Nor trivial count it, after pompous fare,
To rise from table and to take the air.
Shun idle, noonday slumber, nor delay
The urgent calls of Nature to obey.
These rules if thou wilt follow to the end,
Thy life to greater length thou mayst extend.[4]

Evidently it was rather easy to commit such rhymes to memory, and this accounts for the fact that we have many different versions of the Regimen and disputed readings of all kinds. These medieval hygienists believed very much in early rising, cold water, thorough cleansing, exercise in the open air, yet without sudden cooling afterwards. The lines on morning hygiene seem worth while giving in Ordonaux’s translation.

At early dawn, when first from bed you rise,
Wash, in cold water, both your hands and eyes.
With brush and comb then cleanse your teeth and hair,
And thus refreshed, your limbs outstretch with care.
Such things restore the weary, o’ertasked brain;
And to all parts ensure a wholesome gain.
Fresh from the bath, get warm. Rest after food,
Or walk, as seems most suited to your mood.
But in whate’er engaged, or sport, or feat,
Cool not too soon the body when in heat.

The Salernitan writers were not believers in noonday sleep, though one might have expected that the tradition of the siesta in Italy had been already established. They insist that it makes one feel worse rather than better to break the day by a sleep at noonday.
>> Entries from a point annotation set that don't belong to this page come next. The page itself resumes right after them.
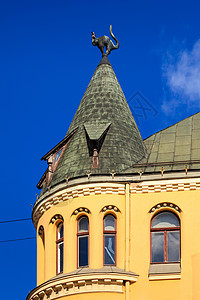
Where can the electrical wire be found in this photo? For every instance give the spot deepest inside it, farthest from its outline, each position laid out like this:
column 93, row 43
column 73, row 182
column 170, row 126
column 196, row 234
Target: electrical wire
column 17, row 220
column 15, row 240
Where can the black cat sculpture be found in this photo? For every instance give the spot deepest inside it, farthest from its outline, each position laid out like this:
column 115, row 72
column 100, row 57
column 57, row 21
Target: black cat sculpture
column 105, row 41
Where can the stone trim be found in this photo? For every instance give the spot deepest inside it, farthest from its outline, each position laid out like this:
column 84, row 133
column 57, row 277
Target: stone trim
column 56, row 217
column 81, row 210
column 40, row 230
column 74, row 192
column 164, row 268
column 84, row 283
column 110, row 208
column 165, row 186
column 165, row 205
column 164, row 277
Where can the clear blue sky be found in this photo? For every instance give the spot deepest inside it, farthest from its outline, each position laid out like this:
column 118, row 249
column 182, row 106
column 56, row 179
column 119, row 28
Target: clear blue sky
column 47, row 60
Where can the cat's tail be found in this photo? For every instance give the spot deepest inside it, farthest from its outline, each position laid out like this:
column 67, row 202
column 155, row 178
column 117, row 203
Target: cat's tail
column 114, row 38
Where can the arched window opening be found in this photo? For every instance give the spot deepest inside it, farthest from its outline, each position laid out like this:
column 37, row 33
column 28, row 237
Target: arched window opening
column 165, row 238
column 109, row 240
column 83, row 239
column 60, row 247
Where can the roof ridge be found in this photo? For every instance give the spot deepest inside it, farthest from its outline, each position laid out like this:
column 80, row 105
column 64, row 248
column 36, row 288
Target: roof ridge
column 171, row 125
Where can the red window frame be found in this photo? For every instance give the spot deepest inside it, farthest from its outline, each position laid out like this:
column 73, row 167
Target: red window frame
column 164, row 230
column 107, row 232
column 84, row 233
column 59, row 241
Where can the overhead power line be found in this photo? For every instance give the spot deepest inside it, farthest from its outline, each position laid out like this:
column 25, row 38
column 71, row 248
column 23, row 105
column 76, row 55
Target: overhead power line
column 15, row 240
column 17, row 220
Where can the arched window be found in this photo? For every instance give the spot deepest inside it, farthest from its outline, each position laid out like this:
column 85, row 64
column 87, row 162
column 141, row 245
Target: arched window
column 165, row 238
column 109, row 240
column 82, row 236
column 60, row 247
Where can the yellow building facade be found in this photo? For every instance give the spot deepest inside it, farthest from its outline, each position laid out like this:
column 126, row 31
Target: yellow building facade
column 118, row 216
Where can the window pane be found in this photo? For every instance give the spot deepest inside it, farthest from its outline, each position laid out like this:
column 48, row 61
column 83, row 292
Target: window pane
column 57, row 155
column 165, row 219
column 60, row 231
column 83, row 251
column 109, row 223
column 109, row 250
column 173, row 246
column 60, row 257
column 83, row 224
column 157, row 246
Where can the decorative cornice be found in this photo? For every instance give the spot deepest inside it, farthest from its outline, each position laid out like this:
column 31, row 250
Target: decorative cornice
column 81, row 210
column 110, row 208
column 165, row 205
column 165, row 186
column 55, row 218
column 74, row 192
column 83, row 283
column 41, row 230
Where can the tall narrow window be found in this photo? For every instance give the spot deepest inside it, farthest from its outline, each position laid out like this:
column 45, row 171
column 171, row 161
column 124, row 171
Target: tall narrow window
column 83, row 234
column 60, row 248
column 109, row 240
column 165, row 238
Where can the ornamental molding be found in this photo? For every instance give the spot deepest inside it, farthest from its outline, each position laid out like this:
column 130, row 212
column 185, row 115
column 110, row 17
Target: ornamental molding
column 74, row 192
column 41, row 230
column 110, row 208
column 81, row 210
column 165, row 205
column 165, row 186
column 86, row 283
column 55, row 218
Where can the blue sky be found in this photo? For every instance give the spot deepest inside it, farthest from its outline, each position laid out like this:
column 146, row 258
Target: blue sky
column 47, row 61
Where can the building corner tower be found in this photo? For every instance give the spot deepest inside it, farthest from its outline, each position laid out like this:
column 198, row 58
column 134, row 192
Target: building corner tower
column 112, row 218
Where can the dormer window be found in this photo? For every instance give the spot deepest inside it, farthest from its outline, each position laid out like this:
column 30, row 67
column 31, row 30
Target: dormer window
column 57, row 156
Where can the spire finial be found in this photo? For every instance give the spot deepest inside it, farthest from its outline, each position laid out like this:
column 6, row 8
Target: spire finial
column 105, row 41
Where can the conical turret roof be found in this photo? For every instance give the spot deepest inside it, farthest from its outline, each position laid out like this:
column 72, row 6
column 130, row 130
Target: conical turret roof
column 103, row 121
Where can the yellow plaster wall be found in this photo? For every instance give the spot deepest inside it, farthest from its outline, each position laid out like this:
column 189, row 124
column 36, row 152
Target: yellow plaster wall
column 186, row 288
column 98, row 296
column 171, row 289
column 94, row 204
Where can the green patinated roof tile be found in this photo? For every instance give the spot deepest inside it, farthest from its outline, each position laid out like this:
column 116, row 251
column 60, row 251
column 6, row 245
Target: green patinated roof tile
column 195, row 154
column 183, row 149
column 167, row 138
column 166, row 147
column 183, row 140
column 195, row 144
column 103, row 109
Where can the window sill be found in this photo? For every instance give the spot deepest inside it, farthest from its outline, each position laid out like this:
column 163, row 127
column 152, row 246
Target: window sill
column 165, row 271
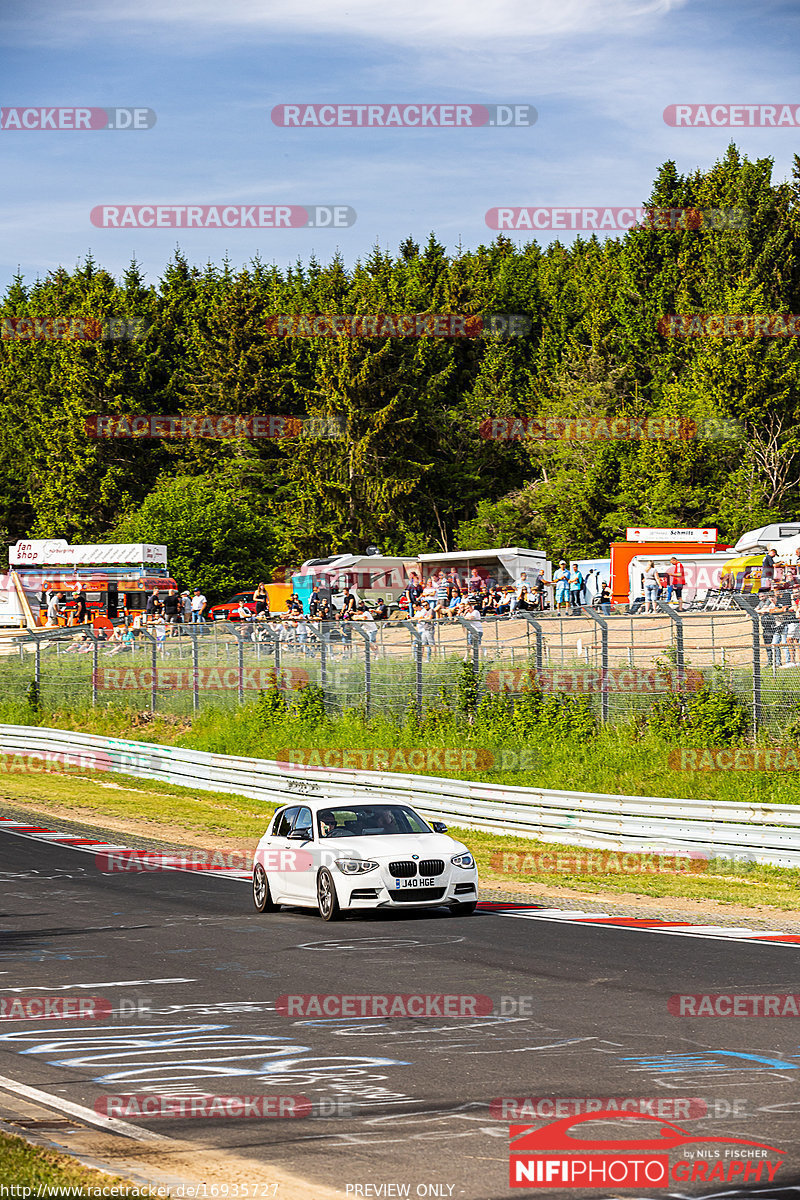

Let noontide sleep be brief, or none at all;
Else stupor, headache, fever, rheums, will fall
On him who yields to noontide’s drowsy call.

They believed in light suppers—

Great suppers will the stomach’s peace impair;
Wouldst lightly rest, curtail thine evening fare.

With regard to the interval between meals, the Salernitan rule was, wait until your stomach is surely empty:

Eat not again till thou dost certain feel
Thy stomach freed of all its previous meal.
This mayst thou know from hunger’s teasing call,
Or mouth that waters—surest sign of all.